You literally have to remove all responsibility from you because, by nature, you will go back to your addiction. It is an illness, and without proper treatment, it cannot be cured. You don’t go to a family doctor to treat cancer. You follow up with him about everything. The same is true with drug and alcohol recovery. You don’t go to a therapist to treat addiction. You follow up with a therapist after you’ve completed recovery.
Therapy vs. Rehab – I am not giving up control of my life.
Clearly, you already have everything under control…right? You have already lost control, and the reason why is because you are trying to handle your addiction on your own. While a therapist and counseling will certainly help you see things differently, without surrendering to the fact that you have lost control, and you need someone to teach you to be accountable, you will struggle with your addiction for a long time.
Again, the difference between therapy and rehab is very simple, you need structure, and you need regimented routine so that you can break the cycle of addiction.
Therapy vs. Rehab – There is something to gain from both.

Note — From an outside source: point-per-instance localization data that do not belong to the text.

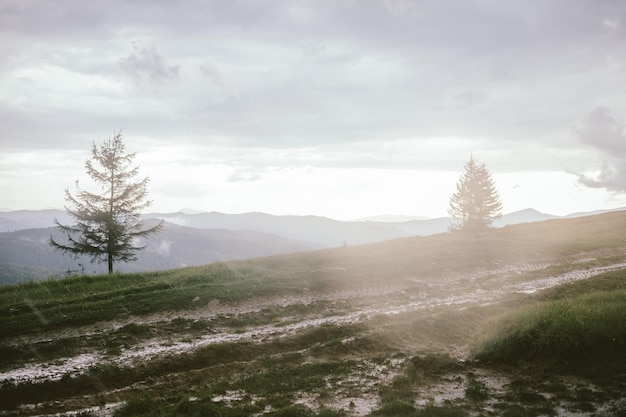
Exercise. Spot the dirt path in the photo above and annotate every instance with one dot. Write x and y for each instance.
(408, 295)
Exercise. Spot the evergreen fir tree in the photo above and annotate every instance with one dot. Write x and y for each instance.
(107, 224)
(476, 203)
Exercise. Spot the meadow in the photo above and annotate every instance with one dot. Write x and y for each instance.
(520, 321)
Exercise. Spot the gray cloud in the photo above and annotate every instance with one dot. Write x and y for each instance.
(240, 176)
(603, 132)
(146, 64)
(312, 74)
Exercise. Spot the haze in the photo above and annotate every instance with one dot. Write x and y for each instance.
(344, 109)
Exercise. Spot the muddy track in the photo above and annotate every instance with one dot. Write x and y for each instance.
(354, 305)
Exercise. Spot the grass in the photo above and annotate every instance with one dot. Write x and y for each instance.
(574, 323)
(579, 327)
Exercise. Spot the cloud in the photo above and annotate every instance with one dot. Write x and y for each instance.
(146, 64)
(211, 72)
(243, 176)
(603, 132)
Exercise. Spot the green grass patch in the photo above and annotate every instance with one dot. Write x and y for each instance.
(578, 326)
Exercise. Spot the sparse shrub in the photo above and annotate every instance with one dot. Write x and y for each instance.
(476, 391)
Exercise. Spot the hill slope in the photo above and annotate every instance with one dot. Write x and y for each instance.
(26, 254)
(347, 331)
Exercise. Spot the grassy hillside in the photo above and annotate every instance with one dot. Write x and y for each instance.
(380, 329)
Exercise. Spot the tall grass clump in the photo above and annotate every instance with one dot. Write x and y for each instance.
(583, 332)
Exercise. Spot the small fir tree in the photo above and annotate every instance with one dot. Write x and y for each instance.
(107, 224)
(476, 203)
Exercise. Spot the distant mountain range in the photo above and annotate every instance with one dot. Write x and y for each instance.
(201, 238)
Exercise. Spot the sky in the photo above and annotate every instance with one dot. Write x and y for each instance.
(339, 108)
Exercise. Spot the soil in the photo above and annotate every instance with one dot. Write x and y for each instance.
(357, 394)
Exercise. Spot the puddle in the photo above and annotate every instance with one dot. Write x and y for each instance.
(146, 351)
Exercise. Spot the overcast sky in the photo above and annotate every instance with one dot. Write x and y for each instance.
(341, 108)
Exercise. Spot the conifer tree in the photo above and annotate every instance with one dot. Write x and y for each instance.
(107, 223)
(476, 203)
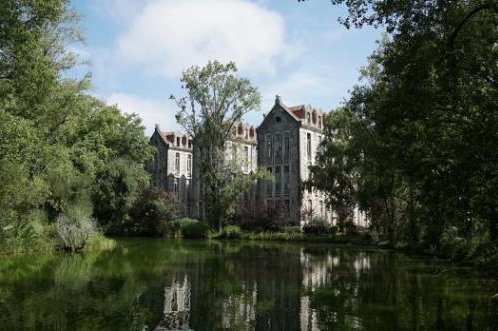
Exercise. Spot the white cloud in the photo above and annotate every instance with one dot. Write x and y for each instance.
(169, 36)
(151, 111)
(299, 87)
(120, 11)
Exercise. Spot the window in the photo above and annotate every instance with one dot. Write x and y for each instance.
(278, 147)
(246, 158)
(176, 187)
(270, 205)
(269, 184)
(234, 151)
(286, 180)
(189, 165)
(287, 206)
(278, 181)
(177, 163)
(286, 146)
(269, 148)
(308, 145)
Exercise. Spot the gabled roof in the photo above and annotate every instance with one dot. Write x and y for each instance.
(290, 110)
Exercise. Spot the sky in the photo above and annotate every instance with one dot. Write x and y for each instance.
(136, 51)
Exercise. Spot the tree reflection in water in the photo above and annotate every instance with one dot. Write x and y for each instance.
(149, 284)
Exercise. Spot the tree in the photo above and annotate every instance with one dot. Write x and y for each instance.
(216, 101)
(57, 144)
(432, 106)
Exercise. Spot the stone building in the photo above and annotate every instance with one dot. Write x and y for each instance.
(285, 144)
(288, 141)
(241, 150)
(172, 166)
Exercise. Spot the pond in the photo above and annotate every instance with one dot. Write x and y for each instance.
(152, 284)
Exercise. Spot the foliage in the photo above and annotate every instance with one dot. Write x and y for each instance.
(61, 150)
(215, 103)
(151, 212)
(189, 228)
(74, 227)
(229, 232)
(318, 226)
(417, 135)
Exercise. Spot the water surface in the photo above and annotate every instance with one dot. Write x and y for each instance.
(149, 284)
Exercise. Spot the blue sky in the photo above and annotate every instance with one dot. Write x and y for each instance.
(137, 49)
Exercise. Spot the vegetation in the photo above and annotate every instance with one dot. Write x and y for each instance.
(414, 146)
(215, 103)
(188, 228)
(71, 167)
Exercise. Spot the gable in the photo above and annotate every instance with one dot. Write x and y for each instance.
(277, 119)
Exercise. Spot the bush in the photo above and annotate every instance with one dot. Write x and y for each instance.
(319, 226)
(150, 213)
(188, 228)
(230, 232)
(291, 229)
(453, 246)
(74, 227)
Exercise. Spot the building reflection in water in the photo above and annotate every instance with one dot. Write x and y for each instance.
(323, 271)
(176, 312)
(239, 311)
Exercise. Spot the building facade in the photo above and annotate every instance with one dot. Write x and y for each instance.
(285, 144)
(288, 141)
(172, 166)
(241, 150)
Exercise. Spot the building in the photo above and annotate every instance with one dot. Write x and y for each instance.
(286, 144)
(240, 150)
(171, 168)
(288, 141)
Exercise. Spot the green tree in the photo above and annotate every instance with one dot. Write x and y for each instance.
(216, 101)
(432, 106)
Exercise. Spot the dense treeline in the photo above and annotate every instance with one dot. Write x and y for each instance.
(416, 144)
(71, 167)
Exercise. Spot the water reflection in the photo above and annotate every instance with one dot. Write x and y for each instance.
(167, 285)
(176, 305)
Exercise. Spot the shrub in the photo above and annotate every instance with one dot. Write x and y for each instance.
(230, 232)
(318, 226)
(188, 228)
(453, 246)
(292, 229)
(74, 227)
(150, 213)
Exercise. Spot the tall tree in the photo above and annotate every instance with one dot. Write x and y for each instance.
(432, 106)
(217, 99)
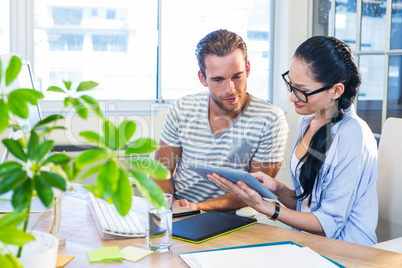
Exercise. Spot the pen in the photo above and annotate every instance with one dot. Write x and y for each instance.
(187, 213)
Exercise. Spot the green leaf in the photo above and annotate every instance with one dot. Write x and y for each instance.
(57, 159)
(148, 188)
(67, 84)
(43, 149)
(126, 131)
(18, 107)
(54, 179)
(12, 180)
(13, 69)
(93, 138)
(33, 145)
(67, 101)
(91, 171)
(86, 85)
(80, 108)
(47, 120)
(3, 115)
(27, 95)
(107, 179)
(111, 134)
(12, 219)
(22, 196)
(94, 105)
(15, 149)
(6, 262)
(1, 70)
(123, 195)
(152, 167)
(142, 146)
(91, 156)
(44, 190)
(8, 167)
(15, 237)
(55, 89)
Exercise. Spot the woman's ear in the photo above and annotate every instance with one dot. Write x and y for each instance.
(202, 79)
(339, 88)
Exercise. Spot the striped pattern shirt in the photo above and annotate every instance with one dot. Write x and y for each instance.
(258, 134)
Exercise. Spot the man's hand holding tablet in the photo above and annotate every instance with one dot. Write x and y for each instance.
(232, 175)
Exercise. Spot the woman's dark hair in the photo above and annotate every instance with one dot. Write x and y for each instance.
(330, 61)
(219, 43)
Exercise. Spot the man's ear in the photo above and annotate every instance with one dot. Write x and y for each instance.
(248, 68)
(202, 79)
(339, 88)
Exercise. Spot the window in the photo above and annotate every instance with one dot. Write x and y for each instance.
(4, 28)
(143, 50)
(110, 14)
(375, 36)
(66, 16)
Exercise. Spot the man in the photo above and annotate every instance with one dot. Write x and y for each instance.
(225, 126)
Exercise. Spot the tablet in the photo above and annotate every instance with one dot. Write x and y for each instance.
(234, 175)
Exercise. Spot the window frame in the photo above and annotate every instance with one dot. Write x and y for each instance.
(387, 52)
(22, 42)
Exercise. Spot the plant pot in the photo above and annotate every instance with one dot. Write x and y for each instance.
(41, 253)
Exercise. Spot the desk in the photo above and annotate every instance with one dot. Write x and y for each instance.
(81, 235)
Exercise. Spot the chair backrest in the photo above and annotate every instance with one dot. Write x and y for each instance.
(389, 180)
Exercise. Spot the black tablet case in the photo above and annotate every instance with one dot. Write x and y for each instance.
(205, 226)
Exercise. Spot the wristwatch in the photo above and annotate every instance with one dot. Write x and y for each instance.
(276, 213)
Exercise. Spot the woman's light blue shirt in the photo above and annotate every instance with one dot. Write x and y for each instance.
(346, 197)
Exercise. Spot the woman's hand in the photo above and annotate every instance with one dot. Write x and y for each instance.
(269, 182)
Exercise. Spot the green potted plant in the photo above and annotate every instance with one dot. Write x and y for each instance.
(36, 171)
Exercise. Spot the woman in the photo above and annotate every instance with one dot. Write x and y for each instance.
(334, 161)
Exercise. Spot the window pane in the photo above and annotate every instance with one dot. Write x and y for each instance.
(369, 106)
(111, 42)
(182, 31)
(5, 27)
(394, 105)
(396, 25)
(345, 22)
(373, 25)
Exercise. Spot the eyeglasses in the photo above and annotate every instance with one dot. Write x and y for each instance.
(302, 96)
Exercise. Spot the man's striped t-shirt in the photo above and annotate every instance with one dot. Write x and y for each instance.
(259, 133)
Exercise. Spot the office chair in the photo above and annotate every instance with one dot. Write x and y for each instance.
(389, 186)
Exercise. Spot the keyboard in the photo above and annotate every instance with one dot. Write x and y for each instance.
(110, 223)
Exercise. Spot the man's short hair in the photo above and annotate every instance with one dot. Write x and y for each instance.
(220, 43)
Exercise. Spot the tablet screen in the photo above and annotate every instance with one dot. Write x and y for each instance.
(234, 175)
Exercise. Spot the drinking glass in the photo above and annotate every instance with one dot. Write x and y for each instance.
(160, 226)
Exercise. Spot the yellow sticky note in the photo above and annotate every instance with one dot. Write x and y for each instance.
(134, 254)
(62, 260)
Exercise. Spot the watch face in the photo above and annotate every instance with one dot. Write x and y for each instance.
(276, 213)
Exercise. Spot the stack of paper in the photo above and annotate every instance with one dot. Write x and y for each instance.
(282, 254)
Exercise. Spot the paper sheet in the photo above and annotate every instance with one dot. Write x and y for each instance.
(135, 254)
(105, 254)
(286, 255)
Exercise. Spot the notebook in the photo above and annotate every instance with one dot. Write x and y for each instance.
(205, 226)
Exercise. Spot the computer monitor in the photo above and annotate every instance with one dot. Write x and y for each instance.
(25, 79)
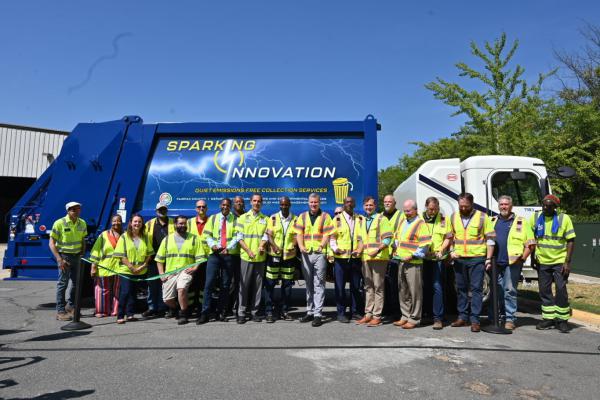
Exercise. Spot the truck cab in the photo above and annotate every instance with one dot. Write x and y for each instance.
(525, 179)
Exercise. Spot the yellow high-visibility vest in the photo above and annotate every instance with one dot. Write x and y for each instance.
(410, 239)
(150, 228)
(346, 240)
(68, 235)
(284, 240)
(439, 229)
(193, 229)
(126, 248)
(213, 229)
(373, 237)
(520, 236)
(313, 233)
(253, 228)
(173, 257)
(397, 217)
(471, 242)
(552, 248)
(102, 254)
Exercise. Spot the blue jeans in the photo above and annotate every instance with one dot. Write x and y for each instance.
(155, 302)
(217, 264)
(469, 274)
(348, 270)
(433, 289)
(69, 273)
(127, 296)
(508, 279)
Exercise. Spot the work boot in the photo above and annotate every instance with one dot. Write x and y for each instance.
(563, 326)
(63, 316)
(545, 324)
(306, 318)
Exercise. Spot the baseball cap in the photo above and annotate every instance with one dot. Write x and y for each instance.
(72, 204)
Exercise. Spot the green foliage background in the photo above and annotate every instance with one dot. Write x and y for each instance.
(509, 116)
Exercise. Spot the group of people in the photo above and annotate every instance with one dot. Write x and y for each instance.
(393, 261)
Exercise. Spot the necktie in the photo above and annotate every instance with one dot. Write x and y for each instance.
(224, 233)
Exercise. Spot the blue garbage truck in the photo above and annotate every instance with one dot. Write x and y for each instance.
(127, 166)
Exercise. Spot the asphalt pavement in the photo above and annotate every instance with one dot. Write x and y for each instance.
(284, 360)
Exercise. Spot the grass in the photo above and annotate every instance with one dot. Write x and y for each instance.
(582, 296)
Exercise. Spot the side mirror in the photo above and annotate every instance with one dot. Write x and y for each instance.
(565, 172)
(518, 176)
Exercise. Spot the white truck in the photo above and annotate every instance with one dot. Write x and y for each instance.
(525, 179)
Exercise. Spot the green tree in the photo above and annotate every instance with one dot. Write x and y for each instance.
(503, 92)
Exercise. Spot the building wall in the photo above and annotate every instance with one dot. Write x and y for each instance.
(25, 152)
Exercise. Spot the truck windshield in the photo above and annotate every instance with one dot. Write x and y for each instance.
(524, 192)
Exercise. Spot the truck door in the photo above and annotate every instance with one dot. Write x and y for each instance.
(523, 185)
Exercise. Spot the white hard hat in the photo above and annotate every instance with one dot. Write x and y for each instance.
(72, 204)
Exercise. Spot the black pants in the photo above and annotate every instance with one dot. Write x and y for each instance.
(553, 306)
(391, 303)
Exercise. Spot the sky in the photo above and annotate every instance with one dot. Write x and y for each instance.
(65, 62)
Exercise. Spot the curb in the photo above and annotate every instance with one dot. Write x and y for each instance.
(582, 317)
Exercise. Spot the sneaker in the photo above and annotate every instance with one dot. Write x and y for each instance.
(148, 314)
(343, 319)
(287, 317)
(545, 324)
(563, 326)
(306, 318)
(63, 316)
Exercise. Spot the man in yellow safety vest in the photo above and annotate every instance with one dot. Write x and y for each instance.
(555, 242)
(67, 244)
(282, 254)
(313, 229)
(157, 229)
(178, 250)
(471, 254)
(347, 245)
(412, 241)
(377, 237)
(250, 229)
(513, 244)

Therapy is a great option for people who have relapsed or for people who can feel themselves skating the edge of sobriety. It is also a great way to maintain sobriety. Weekly meetings with a therapist can help you:
- Work through issues that are complicating your recovery.
- Develop social skills to communicate effectively.
- Find ways to deal with daily stressors.
- Foster new relationships.
Counseling and therapy are great ways to manage and maintain sobriety, but initial recovery needs to start with some type of rehab program. Here’s why recovery should start in a rehab program:
- It is structured and regimented.
- You can’t miss any parts of the day.
- You are removed from the temptations of using.
- You are removed from the stressors that lead you to using.
- You are placed with people who have similar needs as you.